Once you have your boosting and bagging implementations working, your next step is to run some experiments using them on the provided datasets. You should try out both boosting and bagging on the four provided datasets. You also should experiment both with deep trees and very shallow trees (say, of depth only one, often called "decision stumps"). Thus, there are (at least) sixteen combinations to consider: there are four datasets, on each of which you can try any combination of bagging or boosting on deep or shallow trees.
Your aim should be to compare the algorithms, and to try to figure out which algorithm is most effective when, and why. Your experiments certainly should include a look at how the test error evolves as a function of the number of rounds by running the various algorithms for at least a few hundred rounds. Compare the behavior and performance of the different algorithms on the different datasets, and check for overfitting. Also compare performance to using the base learner on its own, that is, without bagging or boosting. Be as perceptive and observant as possible, and try to think about how to explain what you observe. Think about experiments to test your ideas, or to explore the algorithms further. For instance, you might look at how the training and test errors of the base classifiers are evolving, or you might make a plot of the margin distribution, or you might plot error as a function of the number of training examples. You can also try creating new synthetic datasets, or modifying the provided datasets (for instance, by randomly flipping some of the labels) to see how performance is affected. You might be led to think about ways of improving these algorithms, which you are welcome to try out.

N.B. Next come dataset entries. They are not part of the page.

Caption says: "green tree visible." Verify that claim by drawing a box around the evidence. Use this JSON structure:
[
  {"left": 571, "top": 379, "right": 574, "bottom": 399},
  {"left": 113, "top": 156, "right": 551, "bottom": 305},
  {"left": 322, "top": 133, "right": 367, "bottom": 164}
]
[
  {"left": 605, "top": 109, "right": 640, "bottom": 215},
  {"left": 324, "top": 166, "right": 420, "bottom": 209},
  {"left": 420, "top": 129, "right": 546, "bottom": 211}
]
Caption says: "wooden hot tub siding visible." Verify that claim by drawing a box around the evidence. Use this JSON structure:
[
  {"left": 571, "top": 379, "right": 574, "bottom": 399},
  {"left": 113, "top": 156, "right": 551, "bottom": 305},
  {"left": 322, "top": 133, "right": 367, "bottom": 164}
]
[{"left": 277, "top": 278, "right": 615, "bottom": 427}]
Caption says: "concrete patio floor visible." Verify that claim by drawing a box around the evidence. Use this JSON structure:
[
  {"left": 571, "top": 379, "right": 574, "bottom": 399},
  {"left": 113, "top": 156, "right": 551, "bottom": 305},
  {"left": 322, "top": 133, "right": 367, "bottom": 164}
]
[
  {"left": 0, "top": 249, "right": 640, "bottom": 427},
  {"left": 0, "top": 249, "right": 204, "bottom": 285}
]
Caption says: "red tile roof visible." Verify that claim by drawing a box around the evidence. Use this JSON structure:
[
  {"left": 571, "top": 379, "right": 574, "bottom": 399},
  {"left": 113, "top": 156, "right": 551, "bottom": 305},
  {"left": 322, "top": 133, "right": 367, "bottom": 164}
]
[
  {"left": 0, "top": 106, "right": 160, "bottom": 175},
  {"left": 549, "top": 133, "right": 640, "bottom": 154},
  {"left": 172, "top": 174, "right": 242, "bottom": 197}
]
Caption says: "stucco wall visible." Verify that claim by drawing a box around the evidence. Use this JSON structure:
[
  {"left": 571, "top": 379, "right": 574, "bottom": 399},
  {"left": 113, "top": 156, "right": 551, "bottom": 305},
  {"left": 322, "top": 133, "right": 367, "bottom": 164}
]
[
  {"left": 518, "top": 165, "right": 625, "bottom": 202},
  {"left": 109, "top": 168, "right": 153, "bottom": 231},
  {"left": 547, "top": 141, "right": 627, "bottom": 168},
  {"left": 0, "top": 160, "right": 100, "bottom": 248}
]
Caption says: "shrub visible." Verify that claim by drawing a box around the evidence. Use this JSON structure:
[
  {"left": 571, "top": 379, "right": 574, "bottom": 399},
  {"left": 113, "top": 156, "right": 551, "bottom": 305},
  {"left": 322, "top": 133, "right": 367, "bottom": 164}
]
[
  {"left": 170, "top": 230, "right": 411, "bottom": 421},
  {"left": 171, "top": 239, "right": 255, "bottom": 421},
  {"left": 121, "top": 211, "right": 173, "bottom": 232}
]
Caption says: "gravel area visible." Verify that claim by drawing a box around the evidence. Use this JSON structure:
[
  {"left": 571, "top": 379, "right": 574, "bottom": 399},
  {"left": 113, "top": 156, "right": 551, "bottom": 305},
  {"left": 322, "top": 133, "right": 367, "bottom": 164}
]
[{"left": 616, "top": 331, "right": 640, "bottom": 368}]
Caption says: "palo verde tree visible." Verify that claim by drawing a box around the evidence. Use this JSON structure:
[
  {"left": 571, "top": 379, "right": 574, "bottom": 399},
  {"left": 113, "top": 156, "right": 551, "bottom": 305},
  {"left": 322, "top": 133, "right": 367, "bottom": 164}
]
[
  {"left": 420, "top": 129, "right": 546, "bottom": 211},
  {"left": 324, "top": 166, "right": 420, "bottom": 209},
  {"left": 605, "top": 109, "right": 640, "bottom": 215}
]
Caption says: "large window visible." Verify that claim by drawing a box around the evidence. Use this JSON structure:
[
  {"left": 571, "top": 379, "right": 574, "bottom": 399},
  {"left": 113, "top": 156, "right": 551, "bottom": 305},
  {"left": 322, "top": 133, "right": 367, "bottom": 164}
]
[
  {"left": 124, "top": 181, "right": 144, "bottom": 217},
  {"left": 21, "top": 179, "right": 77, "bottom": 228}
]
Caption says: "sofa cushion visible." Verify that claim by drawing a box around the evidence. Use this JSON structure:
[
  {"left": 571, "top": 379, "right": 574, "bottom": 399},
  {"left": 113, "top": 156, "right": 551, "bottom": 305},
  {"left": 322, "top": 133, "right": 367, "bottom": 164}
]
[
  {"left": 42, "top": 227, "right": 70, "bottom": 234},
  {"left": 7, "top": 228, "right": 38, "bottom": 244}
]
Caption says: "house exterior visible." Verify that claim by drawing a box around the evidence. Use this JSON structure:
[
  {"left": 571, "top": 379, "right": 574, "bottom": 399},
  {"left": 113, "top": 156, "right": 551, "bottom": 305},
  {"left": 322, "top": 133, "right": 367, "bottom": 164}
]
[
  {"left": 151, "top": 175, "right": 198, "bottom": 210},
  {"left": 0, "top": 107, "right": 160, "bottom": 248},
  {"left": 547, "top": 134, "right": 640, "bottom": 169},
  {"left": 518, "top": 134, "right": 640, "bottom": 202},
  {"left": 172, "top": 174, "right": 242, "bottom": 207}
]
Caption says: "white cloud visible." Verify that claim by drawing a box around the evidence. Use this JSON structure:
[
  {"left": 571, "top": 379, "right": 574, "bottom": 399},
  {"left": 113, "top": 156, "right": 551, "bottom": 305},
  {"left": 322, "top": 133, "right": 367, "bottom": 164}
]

With regard to bagging which we did not discuss in class, you should specifically think about what the underlying assumptions might be for such an algorithm, and thus what the right conditions might be for it to be effective at producing a combined classifier that is more accurate than the decision trees that it is using as base classifiers. How do these assumptions compare to the assumptions for boosting? Again, you might try to devise experiments for testing your conjectures.
The end result of these experiments should be a brief written report, about 1-2 pages in length (not counting figures), describing in precise terms what experiments you ran, what observations you made, and what you can say about the questions and issues discussed above. You certainly should include plots showing the results of your experiments. This report should include at least the following:
You should turn in the file trees.R with the functions boost.trees and bag.trees filled in. Also turn in any other files that you may have created to carry out your explorations, for instance containing additional R functions. These should all be submitted electronically using moodle. You also should turn in your written report in hard copy together with your written exercises.
Part of your grade will be based on having a complete, correct and documented implementation of AdaBoost and bagging. We intend to test your code automatically, which is why it is important that you adhere to the given specifications. Your code also should not be unreasonably slow, and certainly should run on all of the given datasets in under a few minutes. Your written report should be thoughtful, perceptive, clear, concise, and should include an element of ingenuity in how you go about exploring the algorithms and datasets.
The programming part of this assignment will be worth about 75 points.